One of the things that I’ll be watching in 2016 really has nothing to do with the strategy or mechanics of football. There are always those immeasurable things that often factor into how an NFL team produces on the field. Things such as a coaches ability to mentor and motivate can give the team an edge over a coach that is good at strategy, but not so good at motivating his players.
In particular, I think it’s going to be interesting to see how Sam Shields develops as a leader on the defense.
I always find it strange to think of guys like Sam Shields as the elder statesman on the team (after all he’s only 28). Still, we have a very young defensive backfield that will be looking for leadership.
Sam has admitted that he’s not the vocal type of leader. That’s fine with me. I don’t think every leader is the in-your-face kind of leader that a Mike Daniels is. But, that doesn’t mean they don’t exhibit leadership qualities.
Actions Speak Louder than Words
Of course when we think of non-vocal leaders, we tend to think of guys who let their play speak for itself. This is something Sam Shields does quite well (and Richard Sherman knows nothing about). He’s gone nose to nose with number one receivers and generally wins those battles.
What Al Harris was for the team for years, and what Tramon Williams was for many years, is what Sam Shields is to the Packers defense right now.
One of the keys in this area is going to be keeping healthy enough to stay on the field. I have little doubt that Sam will produce in grand fashion as he always has, but if he’s not on the field his leadership ability is inhibited. In particular, I’m concerned about the impact another concussion might have on the guy (and the team as a whole).
We hate for any player to get injured, but the Packers’ “Next Man Up” approach keeps the pipeline of talent as full of capable replacements as possible. But, when the guy that goes down is a guy that others look to for leadership, it can change the dynamic of the team.
The other area that I see a non-vocal leader shining is in the area of attitude. He’s not gonna be the guy that gets in the huddle and shouts and pumps up the team, but he can be the guy that shakes off of that bad play, gets back up, and focuses on doing it right next time.
This is especially important for some of the younger players on the team. They may not have been used to having big letdowns because, throughout their college career, the competition didn’t really challenged them a whole lot. When these younger players arrive the NFL and stack up against the competition it has an offer, inevitably they will have a let down here or there. There’s just no time for these letdowns to fester with a young player. You have to shake them off and move onto the next play.
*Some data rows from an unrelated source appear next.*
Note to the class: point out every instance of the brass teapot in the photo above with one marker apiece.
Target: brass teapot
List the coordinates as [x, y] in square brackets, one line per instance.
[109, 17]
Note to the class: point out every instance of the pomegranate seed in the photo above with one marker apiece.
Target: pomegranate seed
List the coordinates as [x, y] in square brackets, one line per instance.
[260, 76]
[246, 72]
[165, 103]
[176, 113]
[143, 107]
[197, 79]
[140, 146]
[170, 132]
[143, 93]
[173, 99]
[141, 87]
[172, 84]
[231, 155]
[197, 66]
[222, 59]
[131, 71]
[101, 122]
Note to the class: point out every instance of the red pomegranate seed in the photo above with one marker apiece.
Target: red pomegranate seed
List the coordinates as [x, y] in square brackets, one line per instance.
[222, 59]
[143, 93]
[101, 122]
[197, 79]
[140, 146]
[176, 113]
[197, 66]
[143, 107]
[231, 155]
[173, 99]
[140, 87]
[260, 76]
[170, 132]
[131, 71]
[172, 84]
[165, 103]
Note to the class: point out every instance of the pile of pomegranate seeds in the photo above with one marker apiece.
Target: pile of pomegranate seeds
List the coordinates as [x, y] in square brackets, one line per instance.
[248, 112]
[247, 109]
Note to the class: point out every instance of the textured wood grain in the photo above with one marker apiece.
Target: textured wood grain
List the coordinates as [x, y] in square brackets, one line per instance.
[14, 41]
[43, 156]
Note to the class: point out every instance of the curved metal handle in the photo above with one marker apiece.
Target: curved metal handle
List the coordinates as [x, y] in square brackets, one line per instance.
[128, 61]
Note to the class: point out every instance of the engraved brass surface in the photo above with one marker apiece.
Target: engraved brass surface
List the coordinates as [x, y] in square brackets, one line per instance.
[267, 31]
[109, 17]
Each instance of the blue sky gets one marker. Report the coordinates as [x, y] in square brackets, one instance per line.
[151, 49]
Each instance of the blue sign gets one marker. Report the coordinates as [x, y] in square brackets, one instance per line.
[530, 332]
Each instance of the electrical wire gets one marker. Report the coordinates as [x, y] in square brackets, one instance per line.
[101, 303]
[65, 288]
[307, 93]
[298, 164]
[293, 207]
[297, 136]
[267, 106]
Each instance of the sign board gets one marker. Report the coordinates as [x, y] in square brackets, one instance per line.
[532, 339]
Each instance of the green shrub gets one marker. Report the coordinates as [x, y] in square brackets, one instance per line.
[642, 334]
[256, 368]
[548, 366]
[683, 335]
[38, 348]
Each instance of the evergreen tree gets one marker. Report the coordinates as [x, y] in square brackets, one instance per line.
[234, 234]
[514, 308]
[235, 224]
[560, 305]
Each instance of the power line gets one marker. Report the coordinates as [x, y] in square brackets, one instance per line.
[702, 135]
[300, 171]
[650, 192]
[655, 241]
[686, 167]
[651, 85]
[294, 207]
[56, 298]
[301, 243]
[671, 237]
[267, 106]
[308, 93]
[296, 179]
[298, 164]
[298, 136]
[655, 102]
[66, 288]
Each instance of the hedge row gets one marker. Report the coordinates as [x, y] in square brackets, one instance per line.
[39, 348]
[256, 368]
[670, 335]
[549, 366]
Leaders are defined by whether or not people follow them. I think there’s little question, reflecting on last season, that the young defense of backs on the Green Bay Packers look up to Sam as a leader. I don’t think the young players will see Shields as the father figure whose advice they need to listen to. I expect that throughout his career he will always be more like the older brother that younger players want to both be like and please.